It looks like he is taking the gradient of equation 1 with respect to $y$ and then taking the minimum:
$$
\nabla_y\left(\nabla f(x)^T (y-x) + \frac{\mu}{2} \| y - x \|^2\right)=
\nabla f(x)
+ \mu(y-x)=0,
$$
where the final "$=0$" comes from the minimization, and all the terms in $x$ drop out, so $$\nabla f(x)=-\mu(y - x)$$ at the minimum.

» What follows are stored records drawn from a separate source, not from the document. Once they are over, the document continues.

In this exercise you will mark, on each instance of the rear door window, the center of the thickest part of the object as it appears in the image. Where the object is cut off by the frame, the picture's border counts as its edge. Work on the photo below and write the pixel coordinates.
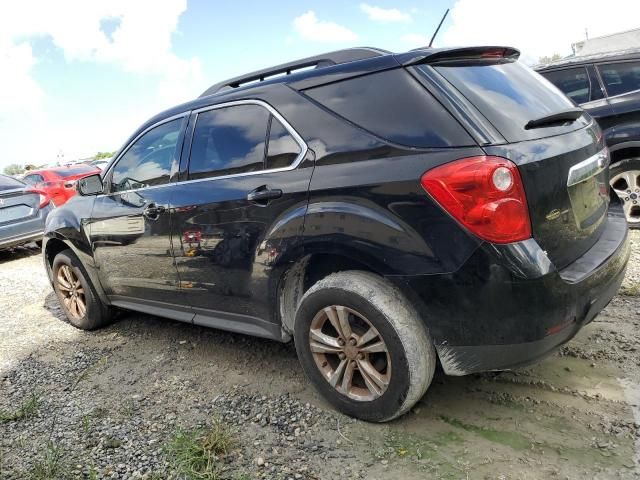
(620, 78)
(394, 106)
(574, 82)
(509, 95)
(228, 141)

If you insert that back into his equation 1 again, you get
$$
\begin{align}
f(x^*) &\geq f(x) - {1\over\mu}\nabla f(x)^T \nabla f(x) + \frac{\mu}{2}{1\over\mu^2}\Vert \nabla f(x)\Vert^2\\
&=f(x)-{1\over 2\mu}\Vert \nabla f(x)\Vert^2\\
\end{align}
$$
(Just in case people are having difficulty understanding this answer, the top equation is the gradient (vector partial derivative) with respect to the $y$ variable, so terms like $\nabla_y \nabla f(x)= 0$ because there are no terms in $y$ in $\nabla f(x)$. The equation is a vector equation, so $y-x$ and $0$ here both mean the vectors. The next equation is also in vectors, then I substitute the vector $y-x$ with $\nabla f/\mu$, and the final inequality is a scalar one.)